OVER almost three decades of cricket cricketing, Garth Dean has worked with hundreds of players.
He's worked with the likes of Henry Hunt and Phoebe Litchfield and he coached Western Zone to a successful undefeated Kookaburra Cup campaign back in 2018 and a Country Colts title last year, it's first since 2006-07.
It's that recent success that saw him named Country Cricket NSW Coach of the Year earlier this month at the Country Colts on the South Coast.
"It came out of the blue. It was a big surprise when I got the email," Dean said.
"Bruce Whitehouse [from Cricket NSW] gave a nice little speech.
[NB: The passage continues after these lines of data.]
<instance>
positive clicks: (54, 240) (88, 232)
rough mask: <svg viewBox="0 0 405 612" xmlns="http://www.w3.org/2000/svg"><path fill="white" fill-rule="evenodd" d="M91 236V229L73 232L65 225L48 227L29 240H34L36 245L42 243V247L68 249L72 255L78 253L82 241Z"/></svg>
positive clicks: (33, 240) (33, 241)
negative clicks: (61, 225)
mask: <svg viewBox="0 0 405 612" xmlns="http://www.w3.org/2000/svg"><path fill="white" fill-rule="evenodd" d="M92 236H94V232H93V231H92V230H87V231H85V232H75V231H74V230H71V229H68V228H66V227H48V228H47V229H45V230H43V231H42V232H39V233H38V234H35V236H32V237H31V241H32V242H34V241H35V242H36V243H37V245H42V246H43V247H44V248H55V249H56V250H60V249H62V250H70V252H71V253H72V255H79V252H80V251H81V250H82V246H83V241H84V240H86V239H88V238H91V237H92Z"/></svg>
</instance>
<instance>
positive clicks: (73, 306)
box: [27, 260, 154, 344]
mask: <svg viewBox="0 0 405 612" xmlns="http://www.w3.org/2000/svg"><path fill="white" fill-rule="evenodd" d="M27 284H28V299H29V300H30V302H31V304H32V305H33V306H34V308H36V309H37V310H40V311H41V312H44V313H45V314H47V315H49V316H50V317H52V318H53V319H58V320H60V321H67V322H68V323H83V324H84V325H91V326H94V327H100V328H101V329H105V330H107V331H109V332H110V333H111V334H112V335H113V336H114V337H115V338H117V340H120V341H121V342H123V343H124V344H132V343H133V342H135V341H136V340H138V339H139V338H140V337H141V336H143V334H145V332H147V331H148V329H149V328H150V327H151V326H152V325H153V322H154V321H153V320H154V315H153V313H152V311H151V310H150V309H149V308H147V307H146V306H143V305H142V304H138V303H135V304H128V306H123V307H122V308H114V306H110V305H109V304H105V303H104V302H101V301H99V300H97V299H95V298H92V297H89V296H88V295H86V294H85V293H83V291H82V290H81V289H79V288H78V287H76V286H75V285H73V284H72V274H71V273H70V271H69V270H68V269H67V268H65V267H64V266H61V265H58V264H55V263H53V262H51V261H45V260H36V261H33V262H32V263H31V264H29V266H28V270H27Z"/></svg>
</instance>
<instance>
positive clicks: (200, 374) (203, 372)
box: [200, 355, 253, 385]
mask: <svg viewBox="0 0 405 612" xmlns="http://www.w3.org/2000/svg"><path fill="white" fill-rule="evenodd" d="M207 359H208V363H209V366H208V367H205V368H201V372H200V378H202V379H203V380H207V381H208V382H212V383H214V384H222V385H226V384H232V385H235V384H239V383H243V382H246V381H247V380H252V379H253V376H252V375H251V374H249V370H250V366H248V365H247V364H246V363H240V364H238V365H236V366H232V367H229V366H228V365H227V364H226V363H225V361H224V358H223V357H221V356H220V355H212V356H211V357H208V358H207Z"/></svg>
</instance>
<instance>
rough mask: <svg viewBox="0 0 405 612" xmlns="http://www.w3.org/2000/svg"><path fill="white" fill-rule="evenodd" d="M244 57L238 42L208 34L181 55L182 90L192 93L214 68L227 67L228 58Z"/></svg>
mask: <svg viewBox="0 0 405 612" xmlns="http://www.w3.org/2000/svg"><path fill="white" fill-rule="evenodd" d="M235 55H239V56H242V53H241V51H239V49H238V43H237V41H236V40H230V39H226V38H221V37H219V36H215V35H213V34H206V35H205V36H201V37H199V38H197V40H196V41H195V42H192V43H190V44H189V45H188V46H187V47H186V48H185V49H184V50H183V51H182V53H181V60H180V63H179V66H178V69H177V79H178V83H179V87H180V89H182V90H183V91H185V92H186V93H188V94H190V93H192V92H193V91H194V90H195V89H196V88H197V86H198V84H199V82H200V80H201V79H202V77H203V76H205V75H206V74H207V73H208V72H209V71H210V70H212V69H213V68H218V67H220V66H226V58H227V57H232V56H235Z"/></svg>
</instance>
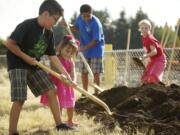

It was really nice."
Dean started playing cricket around the age of 10 and played first grade cricket in Bathurst with Rugby Union during the 1980s.
It was during the early 1990s when he started coaching at the junior level.
It was around the mid-2000s when he started coaching Western in the Kookaburra Cup, the now defunct competition he won in 2018.
After the collapse of the Kookaburra Cup, he moved to Western's Country Colts campaign and helped oversee Western's undefeated win at Queanbeyan back in 2022.
This year he's taking a step back from coaching on Saturdays and will solely focus on Country Colts and the Central West under 15s.
He said the most pleasing thing is seeing the players he's coached over the years playing at a high level.
"When you start looking back, you do see some of these players playing high level cricket," he said.
"That's a really pleasing thing, to think I might've contributed something to where they are.
"It's just a nice thing to do, to see them play well, especially when they've had a bit of success."
He paid tribute to Greg Griffiths and Tony Wells, who have both helped mentor him.
Western's Country Colts campaign came to an end earlier this week, with the team finishing in third, having won three of its five matches.
It was an incredibly tight competition, with champions Newcastle finishing just one win ahead of the next four best teams.
"To finish third after losing the first two was pretty good," Dean said.
"We had seven changes to the team heading in, so it was going to be challenging, but I thought we were great.
"It was a very, very tight carnival. Going into the final day, seven of the eight teams could've still won.
"Mathematically, if we had a bonus point win and if Newcastle lost, we would've won the carnival. It was the tightest carnival I've ever been to."